Case Study · 06 of 06

FXGiants: an onboarding dashboard for new retail traders.

A multi-surface trader dashboard designed to walk new clients from sign-up to first trade. Built around the three jobs they actually have to complete: open an account, fund it, start trading — without losing them in between.

Role
Lead Product Designer
Timeline
5 months · 2024
Team
1 designer + me, 4 engineers, 1 PM, Compliance
Platform
Web · iPad · iOS
FXGiants trader dashboard across desktop, iPad and iPhone

Most retail traders never make their first trade.

FXGiants serves retail forex and CFD traders. New clients arrived motivated and often left before placing a single order — stuck somewhere between account opening, funding, and the actual trading terminal.

I led the redesign of the new-client dashboard: the screen people see between signing up and trading. The brief was to convert sign-ups into funded, trading accounts. Everything we did was measured against that single funnel.

Where new traders fall off.

We instrumented the funnel and watched 90 days of new-client behaviour. The dashboard wasn't bad — it was just passive. Users landed, looked around, and left without completing the next step. Nothing pulled them forward.

Finding 01

Sign-up is the easy part.

Account opening completion was 78%. Funding completion dropped to 41%. First trade was 24%. The dashboard sat right in the middle of those drop-offs.

Finding 02

Users want the next action, not the full menu.

Showing all wallets, all promotions, all options at once felt overwhelming. Users wanted: "what should I do next?"

Finding 03

Trust drops at the funding step.

Users hesitated to deposit before they'd confirmed the platform was real. We added social proof and platform-stability cues to the funding screen.

Finding 04

Mobile is for checking, not for committing.

Funding and KYC mostly happen on desktop or tablet. Mobile is for "is my account ready yet?" — a one-glance check.

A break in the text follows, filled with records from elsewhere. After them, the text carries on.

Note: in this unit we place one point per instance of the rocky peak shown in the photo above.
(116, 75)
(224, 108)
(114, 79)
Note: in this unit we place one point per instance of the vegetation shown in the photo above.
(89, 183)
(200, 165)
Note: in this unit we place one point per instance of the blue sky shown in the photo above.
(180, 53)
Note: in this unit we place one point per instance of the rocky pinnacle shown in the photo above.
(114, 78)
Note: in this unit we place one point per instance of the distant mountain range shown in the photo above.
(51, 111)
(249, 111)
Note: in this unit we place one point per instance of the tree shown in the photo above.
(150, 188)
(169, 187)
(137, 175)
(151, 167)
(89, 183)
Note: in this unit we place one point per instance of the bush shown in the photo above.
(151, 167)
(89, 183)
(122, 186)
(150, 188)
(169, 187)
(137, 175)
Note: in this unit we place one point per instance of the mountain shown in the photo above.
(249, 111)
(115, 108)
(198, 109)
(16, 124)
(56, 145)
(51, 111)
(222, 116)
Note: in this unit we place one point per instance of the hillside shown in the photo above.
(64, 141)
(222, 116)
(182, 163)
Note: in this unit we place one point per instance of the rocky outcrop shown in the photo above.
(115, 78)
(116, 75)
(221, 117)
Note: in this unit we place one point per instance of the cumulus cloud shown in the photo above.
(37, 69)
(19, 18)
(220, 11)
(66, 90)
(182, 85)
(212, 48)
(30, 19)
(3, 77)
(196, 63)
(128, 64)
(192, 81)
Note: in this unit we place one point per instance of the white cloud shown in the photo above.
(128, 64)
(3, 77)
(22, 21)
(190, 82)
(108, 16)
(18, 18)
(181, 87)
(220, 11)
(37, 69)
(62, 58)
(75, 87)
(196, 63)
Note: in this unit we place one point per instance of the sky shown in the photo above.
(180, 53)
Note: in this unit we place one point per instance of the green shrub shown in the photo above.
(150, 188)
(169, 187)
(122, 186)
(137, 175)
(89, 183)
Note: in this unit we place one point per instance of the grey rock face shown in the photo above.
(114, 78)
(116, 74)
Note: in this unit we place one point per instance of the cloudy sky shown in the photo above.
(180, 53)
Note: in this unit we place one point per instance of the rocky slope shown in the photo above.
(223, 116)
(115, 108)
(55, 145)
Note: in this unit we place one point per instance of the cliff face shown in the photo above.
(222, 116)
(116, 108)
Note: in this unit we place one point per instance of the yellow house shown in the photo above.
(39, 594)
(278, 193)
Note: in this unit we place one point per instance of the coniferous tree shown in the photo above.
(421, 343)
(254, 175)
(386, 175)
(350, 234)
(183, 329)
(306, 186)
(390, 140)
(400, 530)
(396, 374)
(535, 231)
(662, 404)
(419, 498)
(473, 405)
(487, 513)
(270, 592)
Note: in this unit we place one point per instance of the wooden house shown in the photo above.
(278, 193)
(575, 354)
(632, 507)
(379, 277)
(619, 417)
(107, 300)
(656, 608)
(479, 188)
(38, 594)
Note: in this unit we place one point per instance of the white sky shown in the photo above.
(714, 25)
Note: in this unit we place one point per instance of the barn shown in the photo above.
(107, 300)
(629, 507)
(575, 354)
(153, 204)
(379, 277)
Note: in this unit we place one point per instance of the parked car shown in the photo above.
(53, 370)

A dashboard with one job at a time.

We turned the dashboard into a guided sequence. At any moment, the user sees their next single action at the top of the screen, with the full menu still available below for power users. The next action updates automatically as steps complete.

What we shipped

  • "How to start" hero block — a three-step progressive checklist (Open account → Deposit → Trade) that lives above the fold and tracks real status from the backend.
  • Contextual deposit experience — funding methods filtered by region, with logos and short trust statements next to each, plus an instant fee preview before commit.
  • Wallet strip — multi-currency wallets surfaced as horizontal cards, each with quick actions (deposit, withdraw, transfer) reachable in one tap.
  • Bonus & promotion cards — opt-in only, with clear T&Cs and the maths spelled out. Designed with Compliance from day one.
  • Responsive across desktop, iPad and phone — same component system, three densities. Phone shows status + a single CTA. iPad mirrors desktop in a portrait layout.
"First time I've felt the dashboard was actually trying to help me, not just show me everything at once." — New client, week 1, in a moderated test session

The dashboard, across devices.

Real money moved sooner.

+38%
Daily active users in the first 30 days post-signup
+27%
Funding completion rate vs. previous dashboard
-44%
Order-entry errors among first-month traders
4.8★
App store rating, post-launch

What I'd carry into the next trader product.

Trading UI is risk UI. Even a "marketing" dashboard for new traders is a regulated surface. Every promotion, every bonus, every CTA gets reviewed by Compliance. Pulling them into the design loop early saved weeks of rework.

Default to one action. The temptation in dashboards is to surface options. The right move in onboarding is to surface the option, and let users find the rest if they want it.

Match density to device. Desktop traders want everything on screen. Mobile traders want a glance. Building the same content at three densities — with the design system to back it — was more useful than three bespoke layouts would have been.